# Howdy!!



## mlkarel2010 (Jan 27, 2008)

Welcome to the forum! Beautiful horses!

Uh, oh a Texas A&M fan, I might as well hide while I still can :lol:


----------



## buckaroo2010 (Nov 7, 2007)

Welcome to the Horse Forum!
I love your HORSE!!!


----------



## PoptartShop (Jul 25, 2010)

Welcome to the Horse Forum, Amy! 
Aw, your horses are gorgeous!
Have fun posting.


----------



## PaintHorseMares (Apr 19, 2008)

Welcome from the Paint mares! They are all beautiful!


----------



## 3neighs (Jul 15, 2008)

Welcome! Great photos and I love the name Sterling! You and I have a lot in common - ex-barrel racer, lots of animals and stay at home mom.


----------



## Parker Horse Ranch (Jul 18, 2008)

Welcome frome Alabama, your horses are beautiful!


----------



## Rachluvshorses4eva (Apr 11, 2007)

Hey Amy! Your horses ae verry pretty. I just love their colour! I also love your Avatar!

Welcome to the HF! 
Have fun and enjoy posting!


----------



## harlee (Jul 20, 2008)

hey equine_woman i just joined today but welcome anyway. im pretty sure ive seen you and pictures of your horses on horse.com forum. however it wont let me go there for some reason..


----------



## Equine_Woman (Jul 19, 2008)

Thanks everyone for the warm welcome!!! 

And Harlee you aren't the only one! No one can get on at horse.com.
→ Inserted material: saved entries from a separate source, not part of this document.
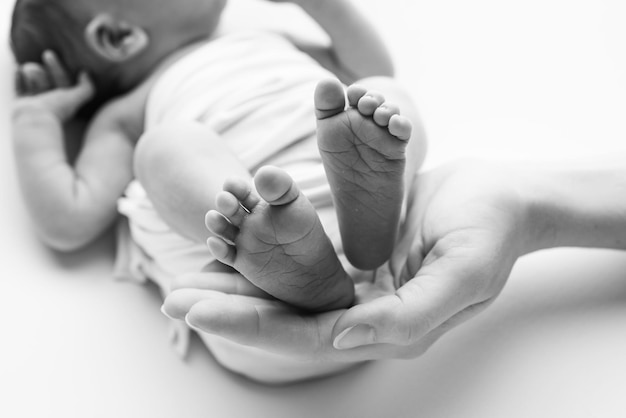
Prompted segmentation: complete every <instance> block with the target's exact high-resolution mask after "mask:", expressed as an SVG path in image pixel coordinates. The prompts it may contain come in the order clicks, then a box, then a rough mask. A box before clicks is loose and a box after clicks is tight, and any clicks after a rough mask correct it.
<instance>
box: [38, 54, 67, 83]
mask: <svg viewBox="0 0 626 418" xmlns="http://www.w3.org/2000/svg"><path fill="white" fill-rule="evenodd" d="M41 59H42V61H43V64H44V66H45V69H46V71H47V72H48V75H49V77H50V80H51V82H52V83H53V85H54V87H56V88H65V87H69V86H71V85H72V81H71V80H70V77H69V75H68V74H67V71H66V70H65V68H64V67H63V65H62V64H61V61H60V60H59V57H58V56H57V54H56V53H54V51H51V50H49V49H48V50H46V51H44V53H43V55H42V57H41Z"/></svg>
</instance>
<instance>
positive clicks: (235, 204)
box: [215, 192, 248, 226]
mask: <svg viewBox="0 0 626 418" xmlns="http://www.w3.org/2000/svg"><path fill="white" fill-rule="evenodd" d="M215 206H217V210H218V211H219V212H220V213H221V214H222V215H224V216H225V217H227V218H228V220H229V221H230V223H232V224H234V225H236V226H239V225H241V223H242V222H243V220H244V218H245V216H246V215H247V214H248V212H247V211H246V210H245V209H244V208H243V206H241V205H240V204H239V200H237V198H236V197H235V195H233V194H232V193H230V192H220V193H218V195H217V198H216V199H215Z"/></svg>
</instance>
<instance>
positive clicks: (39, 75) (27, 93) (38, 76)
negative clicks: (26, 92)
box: [22, 62, 51, 94]
mask: <svg viewBox="0 0 626 418" xmlns="http://www.w3.org/2000/svg"><path fill="white" fill-rule="evenodd" d="M22 74H23V76H24V84H25V90H26V92H27V94H39V93H43V92H45V91H48V90H50V88H51V85H50V80H49V79H48V75H47V74H46V71H45V70H44V69H43V68H42V66H41V65H39V64H36V63H34V62H27V63H26V64H24V65H22Z"/></svg>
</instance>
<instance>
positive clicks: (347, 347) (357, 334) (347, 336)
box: [333, 324, 376, 350]
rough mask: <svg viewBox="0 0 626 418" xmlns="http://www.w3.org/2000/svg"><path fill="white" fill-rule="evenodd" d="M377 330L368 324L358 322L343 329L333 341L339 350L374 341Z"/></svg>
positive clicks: (374, 340) (365, 344) (333, 344)
mask: <svg viewBox="0 0 626 418" xmlns="http://www.w3.org/2000/svg"><path fill="white" fill-rule="evenodd" d="M375 340H376V330H375V329H374V328H373V327H372V326H370V325H367V324H357V325H354V326H351V327H350V328H346V329H345V330H343V331H342V332H341V333H340V334H339V335H337V337H335V341H333V346H334V347H335V348H336V349H337V350H345V349H348V348H354V347H359V346H362V345H368V344H372V343H374V342H375Z"/></svg>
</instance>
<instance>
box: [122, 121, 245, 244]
mask: <svg viewBox="0 0 626 418" xmlns="http://www.w3.org/2000/svg"><path fill="white" fill-rule="evenodd" d="M134 167H135V175H136V177H137V178H138V179H139V181H140V182H141V184H142V186H143V188H144V189H145V190H146V193H147V194H148V197H149V198H150V200H151V201H152V204H153V205H154V207H155V209H156V210H157V211H158V213H159V215H160V216H161V217H162V218H163V220H164V221H165V222H167V223H168V225H169V226H170V227H171V228H172V229H174V230H175V231H176V232H177V233H179V234H180V235H182V236H184V237H187V238H189V239H190V240H192V241H195V242H201V243H204V242H206V239H207V238H208V237H209V236H210V233H209V231H208V230H207V229H206V227H205V225H204V215H205V214H206V212H207V210H209V209H215V196H217V194H218V193H219V192H221V191H222V185H223V184H224V181H225V180H226V179H227V178H229V177H231V176H237V177H240V178H244V179H247V180H251V176H250V174H249V172H248V170H247V169H246V168H245V167H244V166H243V164H242V163H241V161H240V159H239V158H238V157H237V156H235V155H234V154H233V152H232V151H231V150H230V149H229V148H228V147H226V146H225V145H224V142H223V141H222V140H221V139H220V138H219V136H218V135H217V134H216V133H215V132H214V131H212V130H211V129H209V128H207V127H206V126H203V125H201V124H198V123H192V122H177V123H167V124H162V125H159V126H157V127H155V128H153V129H151V130H149V131H148V132H146V133H145V134H144V135H143V136H142V137H141V139H140V140H139V142H138V144H137V148H136V150H135V161H134Z"/></svg>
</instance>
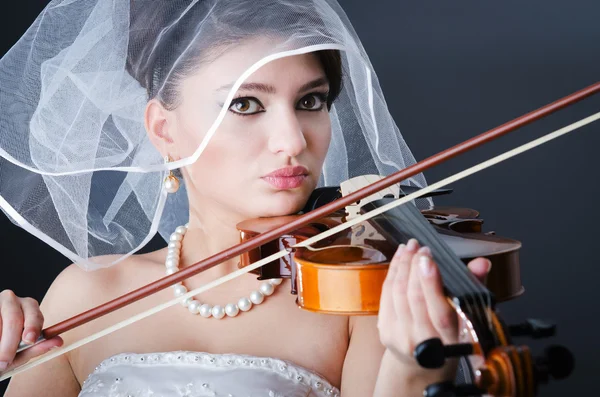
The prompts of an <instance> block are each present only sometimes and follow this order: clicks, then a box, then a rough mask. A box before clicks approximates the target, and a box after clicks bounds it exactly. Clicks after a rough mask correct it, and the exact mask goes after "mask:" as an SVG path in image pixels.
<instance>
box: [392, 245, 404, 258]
mask: <svg viewBox="0 0 600 397" xmlns="http://www.w3.org/2000/svg"><path fill="white" fill-rule="evenodd" d="M405 249H406V245H404V244H400V245H399V246H398V249H397V250H396V253H395V254H394V256H400V255H402V252H404V250H405Z"/></svg>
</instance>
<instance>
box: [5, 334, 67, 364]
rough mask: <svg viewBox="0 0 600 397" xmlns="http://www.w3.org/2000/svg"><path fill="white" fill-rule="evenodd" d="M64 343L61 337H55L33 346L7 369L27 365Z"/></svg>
mask: <svg viewBox="0 0 600 397" xmlns="http://www.w3.org/2000/svg"><path fill="white" fill-rule="evenodd" d="M63 343H64V341H63V340H62V338H61V337H60V336H57V337H54V338H52V339H48V340H45V341H43V342H40V343H39V344H37V345H35V346H31V347H30V348H29V349H26V350H23V351H22V352H20V353H19V354H17V356H16V357H15V359H14V361H13V362H12V364H11V365H10V366H9V367H8V368H7V370H10V369H12V368H15V367H18V366H20V365H23V364H26V363H27V362H29V360H31V359H32V358H35V357H37V356H41V355H42V354H45V353H47V352H48V351H50V350H52V349H54V348H55V347H60V346H62V345H63Z"/></svg>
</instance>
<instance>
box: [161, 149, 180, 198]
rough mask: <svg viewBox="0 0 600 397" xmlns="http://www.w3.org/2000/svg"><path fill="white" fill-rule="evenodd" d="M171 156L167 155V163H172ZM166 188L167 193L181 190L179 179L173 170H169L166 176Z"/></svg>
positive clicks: (165, 160) (164, 185)
mask: <svg viewBox="0 0 600 397" xmlns="http://www.w3.org/2000/svg"><path fill="white" fill-rule="evenodd" d="M170 162H171V157H169V156H166V157H165V163H170ZM164 188H165V190H166V191H167V193H175V192H177V190H179V179H177V177H176V176H175V175H173V171H172V170H170V171H169V175H167V177H166V178H165V183H164Z"/></svg>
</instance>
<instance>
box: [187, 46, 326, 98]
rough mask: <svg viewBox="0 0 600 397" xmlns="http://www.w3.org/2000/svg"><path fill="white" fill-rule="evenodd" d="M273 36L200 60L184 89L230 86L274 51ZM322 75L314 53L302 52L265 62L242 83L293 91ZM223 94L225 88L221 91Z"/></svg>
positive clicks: (212, 88)
mask: <svg viewBox="0 0 600 397" xmlns="http://www.w3.org/2000/svg"><path fill="white" fill-rule="evenodd" d="M275 44H276V43H274V42H273V40H272V39H266V38H255V39H252V40H248V41H245V42H243V43H240V44H237V45H235V46H233V47H230V48H228V49H227V50H226V51H224V52H223V53H222V54H219V56H217V57H216V58H214V59H210V60H209V61H207V62H204V63H202V65H200V67H199V68H198V70H197V71H196V72H195V73H194V74H193V75H191V76H190V77H189V79H188V80H189V81H188V82H189V84H184V87H183V90H184V95H185V91H186V90H193V91H196V90H197V89H198V88H200V87H202V88H201V89H202V92H205V93H210V94H214V93H215V92H216V91H218V90H219V88H221V87H223V86H227V85H232V84H233V83H235V81H236V80H237V79H238V78H239V77H240V76H241V75H242V74H243V73H244V72H245V71H246V70H248V68H249V67H250V66H252V65H253V64H255V63H256V62H258V61H260V60H261V59H263V58H264V57H266V56H268V55H271V54H273V53H275V52H276V50H274V46H275ZM322 75H324V73H323V69H322V66H321V64H320V62H319V60H318V58H317V57H316V56H315V55H314V54H310V53H308V54H301V55H293V56H287V57H283V58H279V59H276V60H273V61H270V62H268V63H266V64H265V65H263V66H261V67H260V68H259V69H258V70H256V71H255V72H254V73H252V74H251V75H250V77H248V79H246V81H245V82H253V83H269V84H272V85H276V86H278V87H280V88H282V89H285V88H286V87H287V88H289V89H290V90H293V89H294V88H296V87H300V86H301V85H303V84H304V83H306V82H307V81H310V80H313V79H315V78H316V77H320V76H322ZM221 94H222V95H226V94H227V91H226V90H225V91H222V92H221Z"/></svg>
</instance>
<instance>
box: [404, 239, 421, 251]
mask: <svg viewBox="0 0 600 397" xmlns="http://www.w3.org/2000/svg"><path fill="white" fill-rule="evenodd" d="M418 245H419V243H417V240H416V239H414V238H411V239H410V240H408V244H407V245H406V249H407V250H408V251H414V250H416V249H417V246H418Z"/></svg>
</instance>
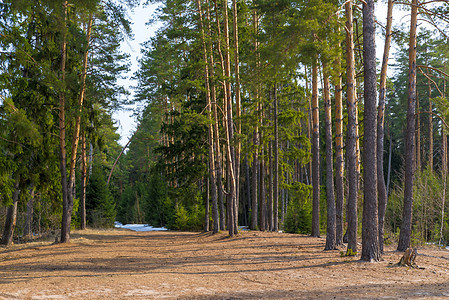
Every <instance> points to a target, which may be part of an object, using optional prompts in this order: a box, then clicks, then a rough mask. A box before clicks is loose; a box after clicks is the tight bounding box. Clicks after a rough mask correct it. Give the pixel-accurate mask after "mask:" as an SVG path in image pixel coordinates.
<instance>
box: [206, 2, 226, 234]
mask: <svg viewBox="0 0 449 300" xmlns="http://www.w3.org/2000/svg"><path fill="white" fill-rule="evenodd" d="M206 12H207V21H208V22H207V24H208V33H209V36H210V35H212V29H211V25H210V23H211V22H210V21H211V17H210V9H209V1H208V0H207V1H206ZM206 44H207V48H208V50H209V59H208V64H209V84H210V95H211V96H210V101H211V103H210V104H211V111H209V114H210V113H211V112H212V111H213V124H212V129H213V132H212V139H213V153H214V163H215V165H214V166H213V167H214V170H215V181H214V182H212V185H215V187H216V191H215V193H216V195H217V196H216V198H215V202H214V199H213V198H212V219H213V222H214V229H213V233H218V231H219V230H220V225H222V224H224V220H223V221H221V220H220V211H219V204H220V203H221V204H222V210H224V205H223V189H222V174H221V153H220V136H219V129H218V113H217V95H216V89H215V83H214V81H213V80H212V79H213V78H214V76H215V71H214V56H213V51H212V43H210V42H208V43H206ZM211 117H212V116H211ZM223 218H224V217H223Z"/></svg>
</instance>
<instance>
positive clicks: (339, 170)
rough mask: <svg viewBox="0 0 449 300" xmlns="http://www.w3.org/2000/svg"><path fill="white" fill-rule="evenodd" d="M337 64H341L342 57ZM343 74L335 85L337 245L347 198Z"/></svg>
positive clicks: (342, 227)
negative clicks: (343, 138) (344, 157)
mask: <svg viewBox="0 0 449 300" xmlns="http://www.w3.org/2000/svg"><path fill="white" fill-rule="evenodd" d="M337 65H338V66H340V65H341V60H340V58H338V59H337ZM342 98H343V97H342V83H341V74H340V76H339V77H338V81H337V85H336V86H335V144H336V146H335V188H336V189H335V192H336V195H335V196H336V201H335V209H336V232H335V234H336V238H335V242H336V245H337V246H340V245H342V244H343V205H344V198H345V189H344V168H345V164H344V158H343V101H342Z"/></svg>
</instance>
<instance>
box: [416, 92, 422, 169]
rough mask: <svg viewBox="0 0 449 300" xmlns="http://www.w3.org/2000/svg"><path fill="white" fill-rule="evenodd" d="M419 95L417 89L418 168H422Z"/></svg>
mask: <svg viewBox="0 0 449 300" xmlns="http://www.w3.org/2000/svg"><path fill="white" fill-rule="evenodd" d="M419 111H420V109H419V95H418V91H416V136H415V140H416V153H415V155H416V170H422V161H421V115H420V113H419Z"/></svg>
But this place has been very welcoming!! I'm looking forward to meeting everyone!


----------



## Arrow (Jul 21, 2008)

Good to see you here!


----------



## Remali (Jul 22, 2008)

Glad to see you made it here too!


----------



## JackieB (Jul 20, 2008)

Hi, Equine_Woman! Glad to see you here! Hope you left the glitter behind.


----------



## jazzyrider (Sep 16, 2007)

hiya
welcome to the forum 

i have a rescue trakehner that ive had nearly a year too  hes german though

this is him now


----------



## Equine_Woman (Jul 19, 2008)

JackieB said:


> Hi, Equine_Woman! Glad to see you here! Hope you left the glitter behind.


I swear my gelding STILL has glitter on his nose over a week later!!!lol. But he stepped on the bottle and it exploded so I'm completely out of glitter!!!! So yes, glitter is far behind!!! Lol


----------



## Equine_Woman (Jul 19, 2008)

jazzyrider said:


> hiya
> welcome to the forum
> 
> i have a rescue trakehner that ive had nearly a year too  hes german though
> ...


He's gorgeous!!!


----------